The drives are configured in RAID-1. This is where you have 2 drives reading/writing in sync. Should one drive fail, then the mirror becomes the active. When you replace the failed drive the RAID1 array will rsync the drive. So to extend disk space the plan would be to swap out 1 disk, let them resync, then swap out the other and repeat. Simple no? Sadly not so.

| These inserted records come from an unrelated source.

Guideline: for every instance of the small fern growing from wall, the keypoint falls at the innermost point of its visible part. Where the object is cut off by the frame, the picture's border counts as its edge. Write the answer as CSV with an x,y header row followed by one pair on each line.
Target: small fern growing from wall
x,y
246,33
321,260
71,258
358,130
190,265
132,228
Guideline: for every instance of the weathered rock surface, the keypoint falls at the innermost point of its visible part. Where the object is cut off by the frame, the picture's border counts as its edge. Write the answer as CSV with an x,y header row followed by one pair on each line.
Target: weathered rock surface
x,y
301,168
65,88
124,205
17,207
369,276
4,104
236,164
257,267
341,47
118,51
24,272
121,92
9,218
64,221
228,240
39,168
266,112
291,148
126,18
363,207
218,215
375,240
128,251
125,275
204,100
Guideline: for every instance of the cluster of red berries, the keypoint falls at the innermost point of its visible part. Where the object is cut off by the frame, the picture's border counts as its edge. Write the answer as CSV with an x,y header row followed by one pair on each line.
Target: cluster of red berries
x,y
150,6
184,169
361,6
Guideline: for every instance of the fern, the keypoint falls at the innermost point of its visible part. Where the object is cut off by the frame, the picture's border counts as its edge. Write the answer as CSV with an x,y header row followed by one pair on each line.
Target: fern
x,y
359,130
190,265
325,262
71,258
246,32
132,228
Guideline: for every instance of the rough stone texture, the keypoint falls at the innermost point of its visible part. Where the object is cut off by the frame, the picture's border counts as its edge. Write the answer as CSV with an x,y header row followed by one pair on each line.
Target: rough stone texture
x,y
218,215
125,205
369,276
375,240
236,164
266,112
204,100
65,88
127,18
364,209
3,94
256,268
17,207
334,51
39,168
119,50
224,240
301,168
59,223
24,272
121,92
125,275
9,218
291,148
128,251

So after shutting down the server and replacing the first disk, I kicked started the sync process. All seemingly went well but after shutdown and replacing the 2nd drive, the server would not start. Turns out that even with RAID, the boot partition (EFI) does not get sync’ed. So in this case I had be replace the original drive back to boot up. As the new drive was added to the RAID array, it needed to be removed before I could repartition it and add both an EFI partition as well as the linux raid partition. After resync’ing I had to use the grub-installer to install the bootloader to the new drive’s partition. Another key task was to update the /etc/fstab file. This controls which drive gets mounted to where, including the boot mounts. Turns out there was a misconfiguration. Ideally it’s best to use UUID for determining which drive to mount. In cases where the hard drive is replaced the drive id can change rendering issues with missing mounts and boot errors, which happened to me.
Finally have a shutdown and upgrading the remaining nvme drive, repartitioning and resync all was well.
What started in the afternoon eventually took 4 hours to resolve!
The moral of the story? Always schedule your hardware upgrades earlier in the day and make a large coffee. Alternatively, one could just go cloud native and not have to worry about this. A few clicks et volia disk space upgraded!